Zuleta conceptualized the plot of Unidentified Objects with his long-time collaborator, Leland Frankel. From start to finish, the writing process took three weeks. “This was the screenplay that came the fastest to us in some way,” Zuleta explains. “It almost, like, fell from the sky. I know it sounds crazy.”

The film’s title also came along fairly early in the process which is unusual for Zuleta. He’s currently working on projects that have been in development for years, but are still without a name. Unidentified Objects works on multiple levels. The phrase has ties to aliens and the concept of UFOs which speaks to the film’s science fiction elements. It’s a genre that Zuleta loves. He’s intrigued by science fiction’s ability to create more freedom in storytelling. Particularly, Zuleta touches on “the way science fiction is used as a tool. Like from the school of Guillermo del Toro…Science fiction as a medium to really reflect on our times. And how it allows you to bend certain things.”

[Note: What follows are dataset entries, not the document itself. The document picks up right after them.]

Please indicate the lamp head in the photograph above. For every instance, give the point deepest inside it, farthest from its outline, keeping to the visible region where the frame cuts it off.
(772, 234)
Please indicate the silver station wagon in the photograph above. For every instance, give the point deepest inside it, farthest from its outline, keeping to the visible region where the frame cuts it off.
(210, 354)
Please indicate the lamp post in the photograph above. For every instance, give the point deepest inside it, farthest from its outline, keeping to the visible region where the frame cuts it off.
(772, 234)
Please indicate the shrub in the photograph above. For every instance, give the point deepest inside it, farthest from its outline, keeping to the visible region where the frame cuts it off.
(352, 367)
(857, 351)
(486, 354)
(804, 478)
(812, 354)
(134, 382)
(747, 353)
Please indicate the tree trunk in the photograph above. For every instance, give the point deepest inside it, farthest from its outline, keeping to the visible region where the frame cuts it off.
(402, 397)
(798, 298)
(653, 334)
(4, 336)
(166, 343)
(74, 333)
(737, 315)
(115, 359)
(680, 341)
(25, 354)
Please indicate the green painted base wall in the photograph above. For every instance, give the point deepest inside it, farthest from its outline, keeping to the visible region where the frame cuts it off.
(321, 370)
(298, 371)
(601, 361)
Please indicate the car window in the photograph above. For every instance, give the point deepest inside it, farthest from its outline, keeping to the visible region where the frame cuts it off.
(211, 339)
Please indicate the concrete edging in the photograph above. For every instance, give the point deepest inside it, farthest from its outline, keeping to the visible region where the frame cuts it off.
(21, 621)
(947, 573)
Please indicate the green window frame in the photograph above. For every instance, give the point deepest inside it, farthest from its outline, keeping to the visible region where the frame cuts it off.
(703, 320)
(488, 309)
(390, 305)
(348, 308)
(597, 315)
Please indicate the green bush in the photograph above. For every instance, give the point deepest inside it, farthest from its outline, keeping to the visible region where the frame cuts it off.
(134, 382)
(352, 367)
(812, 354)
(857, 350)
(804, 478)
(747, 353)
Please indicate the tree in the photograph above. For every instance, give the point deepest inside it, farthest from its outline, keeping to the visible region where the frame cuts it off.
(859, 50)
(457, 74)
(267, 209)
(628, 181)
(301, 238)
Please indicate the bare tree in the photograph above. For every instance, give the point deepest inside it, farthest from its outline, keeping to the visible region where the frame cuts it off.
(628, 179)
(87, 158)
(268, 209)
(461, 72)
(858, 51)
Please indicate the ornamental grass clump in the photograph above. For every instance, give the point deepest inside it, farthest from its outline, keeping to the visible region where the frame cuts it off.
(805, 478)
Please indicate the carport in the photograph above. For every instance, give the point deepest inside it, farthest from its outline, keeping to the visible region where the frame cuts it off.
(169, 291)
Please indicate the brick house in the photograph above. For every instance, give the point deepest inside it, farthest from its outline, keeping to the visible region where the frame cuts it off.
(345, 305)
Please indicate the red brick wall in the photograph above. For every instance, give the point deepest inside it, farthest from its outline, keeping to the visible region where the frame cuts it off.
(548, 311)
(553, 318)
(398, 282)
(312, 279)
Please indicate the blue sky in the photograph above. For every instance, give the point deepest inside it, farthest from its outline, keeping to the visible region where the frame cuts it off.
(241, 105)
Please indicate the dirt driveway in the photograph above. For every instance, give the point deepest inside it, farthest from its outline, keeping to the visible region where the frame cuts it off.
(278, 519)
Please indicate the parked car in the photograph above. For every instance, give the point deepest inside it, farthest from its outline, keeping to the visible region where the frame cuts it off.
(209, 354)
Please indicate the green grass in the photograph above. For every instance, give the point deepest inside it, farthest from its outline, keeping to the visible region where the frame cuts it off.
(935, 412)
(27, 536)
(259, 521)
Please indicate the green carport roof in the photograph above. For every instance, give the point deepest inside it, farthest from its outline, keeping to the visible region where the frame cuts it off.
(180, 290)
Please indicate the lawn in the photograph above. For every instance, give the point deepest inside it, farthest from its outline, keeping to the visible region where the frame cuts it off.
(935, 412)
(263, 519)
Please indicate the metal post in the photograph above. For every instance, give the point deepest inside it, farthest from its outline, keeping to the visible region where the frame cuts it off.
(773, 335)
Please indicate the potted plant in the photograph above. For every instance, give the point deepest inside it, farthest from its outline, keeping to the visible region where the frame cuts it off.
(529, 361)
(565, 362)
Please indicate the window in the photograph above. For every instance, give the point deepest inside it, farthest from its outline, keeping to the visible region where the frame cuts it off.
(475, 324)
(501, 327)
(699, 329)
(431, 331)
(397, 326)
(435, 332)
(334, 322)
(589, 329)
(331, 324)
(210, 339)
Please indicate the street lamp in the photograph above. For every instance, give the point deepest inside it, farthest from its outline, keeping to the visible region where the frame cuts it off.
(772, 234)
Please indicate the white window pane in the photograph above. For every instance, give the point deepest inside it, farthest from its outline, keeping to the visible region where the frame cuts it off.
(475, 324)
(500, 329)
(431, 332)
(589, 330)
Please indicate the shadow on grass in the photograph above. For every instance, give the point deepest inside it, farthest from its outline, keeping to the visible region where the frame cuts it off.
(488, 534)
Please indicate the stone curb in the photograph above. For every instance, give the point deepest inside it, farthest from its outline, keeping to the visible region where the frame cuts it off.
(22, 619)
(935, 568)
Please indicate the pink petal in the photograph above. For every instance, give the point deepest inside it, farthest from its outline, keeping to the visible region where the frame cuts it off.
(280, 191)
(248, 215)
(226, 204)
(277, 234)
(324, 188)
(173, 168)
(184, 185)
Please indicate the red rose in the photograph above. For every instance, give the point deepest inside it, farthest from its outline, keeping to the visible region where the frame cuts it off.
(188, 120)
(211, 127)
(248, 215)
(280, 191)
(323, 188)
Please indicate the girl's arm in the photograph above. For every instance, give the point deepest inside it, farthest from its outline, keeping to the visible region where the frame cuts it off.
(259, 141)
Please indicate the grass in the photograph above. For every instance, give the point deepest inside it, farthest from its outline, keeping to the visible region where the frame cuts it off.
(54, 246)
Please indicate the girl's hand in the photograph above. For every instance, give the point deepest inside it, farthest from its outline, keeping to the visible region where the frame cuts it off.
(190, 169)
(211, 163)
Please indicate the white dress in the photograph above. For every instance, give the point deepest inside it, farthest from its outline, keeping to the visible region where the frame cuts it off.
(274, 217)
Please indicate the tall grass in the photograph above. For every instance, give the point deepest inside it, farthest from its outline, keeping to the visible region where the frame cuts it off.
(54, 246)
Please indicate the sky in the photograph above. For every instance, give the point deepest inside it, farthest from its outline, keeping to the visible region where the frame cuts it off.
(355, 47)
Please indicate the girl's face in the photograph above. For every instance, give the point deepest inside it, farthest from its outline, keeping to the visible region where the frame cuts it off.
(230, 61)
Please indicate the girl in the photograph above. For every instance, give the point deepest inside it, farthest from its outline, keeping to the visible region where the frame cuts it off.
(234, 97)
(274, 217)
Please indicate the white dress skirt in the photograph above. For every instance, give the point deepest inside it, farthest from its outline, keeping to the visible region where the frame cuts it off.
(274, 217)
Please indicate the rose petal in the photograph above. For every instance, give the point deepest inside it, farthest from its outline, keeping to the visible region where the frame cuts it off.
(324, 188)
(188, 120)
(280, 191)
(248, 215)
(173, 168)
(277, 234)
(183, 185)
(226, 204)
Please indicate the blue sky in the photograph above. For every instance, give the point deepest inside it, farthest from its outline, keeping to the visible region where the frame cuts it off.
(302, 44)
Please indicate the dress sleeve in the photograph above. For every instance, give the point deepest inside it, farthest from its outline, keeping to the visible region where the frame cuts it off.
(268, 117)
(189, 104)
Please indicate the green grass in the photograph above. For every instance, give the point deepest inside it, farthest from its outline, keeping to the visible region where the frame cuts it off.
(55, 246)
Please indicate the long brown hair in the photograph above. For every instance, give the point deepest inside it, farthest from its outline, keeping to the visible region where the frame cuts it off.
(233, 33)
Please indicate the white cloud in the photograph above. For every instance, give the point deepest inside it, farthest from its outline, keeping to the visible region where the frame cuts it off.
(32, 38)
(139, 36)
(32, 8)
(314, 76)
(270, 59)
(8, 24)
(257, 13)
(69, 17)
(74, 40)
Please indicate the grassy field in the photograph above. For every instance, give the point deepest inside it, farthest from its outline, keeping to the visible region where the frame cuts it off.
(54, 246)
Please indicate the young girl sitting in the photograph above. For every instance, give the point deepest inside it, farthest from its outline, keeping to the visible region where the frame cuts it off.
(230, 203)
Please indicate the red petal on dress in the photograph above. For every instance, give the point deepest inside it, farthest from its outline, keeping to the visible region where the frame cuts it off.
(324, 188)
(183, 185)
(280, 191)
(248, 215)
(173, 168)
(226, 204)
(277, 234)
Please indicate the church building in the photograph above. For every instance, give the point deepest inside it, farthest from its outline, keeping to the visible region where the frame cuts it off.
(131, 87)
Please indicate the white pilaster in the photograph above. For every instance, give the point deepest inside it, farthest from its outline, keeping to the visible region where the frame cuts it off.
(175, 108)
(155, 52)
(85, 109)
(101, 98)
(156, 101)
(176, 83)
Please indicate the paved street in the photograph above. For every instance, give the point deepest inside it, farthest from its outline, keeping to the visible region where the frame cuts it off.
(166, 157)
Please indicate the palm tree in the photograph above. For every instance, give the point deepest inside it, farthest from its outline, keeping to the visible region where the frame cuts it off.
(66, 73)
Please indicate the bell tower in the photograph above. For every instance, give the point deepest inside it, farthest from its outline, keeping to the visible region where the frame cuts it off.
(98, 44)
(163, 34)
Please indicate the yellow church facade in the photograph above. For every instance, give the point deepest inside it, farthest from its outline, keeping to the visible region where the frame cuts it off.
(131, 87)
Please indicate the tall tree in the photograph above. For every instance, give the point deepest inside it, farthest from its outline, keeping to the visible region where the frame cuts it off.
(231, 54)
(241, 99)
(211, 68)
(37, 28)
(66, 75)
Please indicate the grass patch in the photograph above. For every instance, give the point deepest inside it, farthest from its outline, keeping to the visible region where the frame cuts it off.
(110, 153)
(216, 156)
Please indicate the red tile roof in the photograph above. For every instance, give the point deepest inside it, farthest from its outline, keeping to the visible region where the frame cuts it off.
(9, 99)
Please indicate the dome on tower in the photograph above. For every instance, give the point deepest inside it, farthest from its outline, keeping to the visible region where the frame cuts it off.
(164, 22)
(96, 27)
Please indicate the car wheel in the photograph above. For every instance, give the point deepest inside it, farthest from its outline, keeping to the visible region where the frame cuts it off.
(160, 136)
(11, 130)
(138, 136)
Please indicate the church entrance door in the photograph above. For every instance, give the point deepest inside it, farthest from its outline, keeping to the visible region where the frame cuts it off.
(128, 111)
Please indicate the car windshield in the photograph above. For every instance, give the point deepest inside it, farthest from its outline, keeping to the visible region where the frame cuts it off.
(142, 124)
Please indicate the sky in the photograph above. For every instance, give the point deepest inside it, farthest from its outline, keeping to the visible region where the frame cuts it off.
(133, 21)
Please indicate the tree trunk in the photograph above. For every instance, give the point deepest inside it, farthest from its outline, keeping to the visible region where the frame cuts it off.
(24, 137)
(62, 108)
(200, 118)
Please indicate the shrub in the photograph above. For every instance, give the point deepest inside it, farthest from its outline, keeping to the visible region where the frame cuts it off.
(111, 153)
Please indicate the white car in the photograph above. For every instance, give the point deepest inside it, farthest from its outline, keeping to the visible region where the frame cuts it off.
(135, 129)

Unidentified Objects Film, LLC

More than the extraterrestrial and fantastical elements, Unidentified Objects also speaks to the main characters’ struggles with fitting in. “We wanted to explore identity through the perspective of what it means to be an alien,” Zuleta says. “Being an unidentified object. Being like somebody who doesn’t belong. [Aliens] just fit perfectly.”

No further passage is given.